AMANDA
Paris, de nos jours. David, 24 ans, vit au présent. Il jongle entre différents petits boulots et recule, pour un temps encore, l’heure des choix plus engageants. Le cours tranquille des choses vole en éclats quand sa sœur aînée meurt brutalement. Il se retrouve alors en charge de sa nièce de 7 ans, Amanda.
Critique du film
Mikhaël Hers est un réalisateur dont les films, souvent empreints de mélancolie et de subtilité, explorent des thèmes de la mémoire, de la perte et des relations humaines dans des contextes contemporains. Ayant fait ses armes avec des œuvres comme Memory Lane (2012) et Ce sentiment de l’été (2015), Hers se distingue par sa capacité à aborder des sujets graves avec une approche douce et mesurée. Son film Amanda, qui aborde le deuil et la reconstruction après un attentat, s’inscrit parfaitement dans cette veine, où les drames personnels se dessinent sur fond de grands bouleversements sociaux.
Le cœur du film se situe dans la relation entre David (interprété par Vincent Lacoste, parfait) et sa nièce Amanda (Isaure Multrier, sensationnelle). Ce jeune homme de 24 ans, en apparence détaché, voit sa vie bouleversée après la mort de sa sœur dans un attentat terroriste. Ce traumatisme brutal va l’amener à prendre la responsabilité de sa nièce, une petite fille de 7 ans. C’est au sein de cette relation qu’Hers niche l’essence de son film : une exploration subtile de l’adversité, du passage à l’âge adulte et de la manière dont la vie peut se reconstruire après la perte d’un être cher.
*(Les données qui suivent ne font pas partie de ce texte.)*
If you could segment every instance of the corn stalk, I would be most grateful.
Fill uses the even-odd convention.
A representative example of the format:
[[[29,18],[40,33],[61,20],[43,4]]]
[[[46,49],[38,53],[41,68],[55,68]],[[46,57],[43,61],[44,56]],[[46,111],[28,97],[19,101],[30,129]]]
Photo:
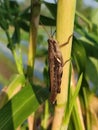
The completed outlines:
[[[60,45],[67,42],[68,38],[73,34],[75,7],[76,0],[58,0],[56,38]],[[72,38],[66,46],[61,48],[64,61],[71,58],[71,46]],[[68,96],[69,66],[70,61],[67,62],[63,68],[61,93],[57,96],[57,106],[55,107],[52,130],[60,130],[61,128]]]

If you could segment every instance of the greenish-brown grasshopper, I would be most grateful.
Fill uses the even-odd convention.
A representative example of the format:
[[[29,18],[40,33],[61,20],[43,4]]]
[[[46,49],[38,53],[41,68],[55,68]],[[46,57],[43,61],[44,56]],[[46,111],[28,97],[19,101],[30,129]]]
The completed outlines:
[[[42,23],[41,23],[42,24]],[[47,32],[45,26],[44,30]],[[47,32],[48,34],[48,32]],[[61,92],[61,80],[63,74],[64,65],[70,60],[63,62],[62,53],[60,48],[67,45],[70,41],[70,38],[73,35],[70,35],[67,42],[59,46],[59,42],[53,38],[53,35],[49,36],[48,39],[48,63],[49,63],[49,76],[50,76],[50,102],[55,104],[56,96]]]
[[[56,101],[56,96],[61,91],[61,80],[63,74],[63,67],[64,65],[70,60],[63,62],[62,53],[60,51],[60,47],[63,47],[69,43],[70,38],[72,35],[69,36],[68,41],[59,46],[59,43],[54,40],[53,37],[48,39],[48,62],[49,62],[49,75],[50,75],[50,101],[52,104]]]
L’émotion du film est avant tout portée par sa retenue. Hers ne cherche pas à en faire trop, ni dans le traitement de la tragédie ni dans la dramatisation des sentiments. Le réalisateur fait le choix de filmer des scènes longues et contemplatives, où les émotions se manifestent plus par les silences et les gestes que par des dialogues explicites. Cela confère au film une grande dignité, où chaque regard échangé ou geste attentionné entre David et Amanda devient lourd de sens. La lente évolution de leur relation – du désarroi à la création d’un nouveau lien familial – est d’autant plus poignante dans ce cadre minimaliste.
Le traitement de l’attentat, qui sert de catalyseur au drame, est un autre point d’intérêt du film. Mikhaël Hers ne cherche pas à exploiter l’événement comme un ressort spectaculaire, mais plutôt à le montrer comme un événement invisible, un traumatisme qui résonne dans le quotidien des personnages sans être constamment évoqué. Les conséquences de cette effroyable tragédie, à travers les réactions de David et Amanda, sont traitées avec beaucoup de pudeur, mais aussi avec une grande sincérité. Ce n’est pas un film qui cherche à dramatiser l’événement, mais plutôt à en explorer les répercussions sur les individus qui doivent continuer à vivre après la catastrophe. Cela confère à Amanda une profondeur émotionnelle qui dépasse le simple fait divers.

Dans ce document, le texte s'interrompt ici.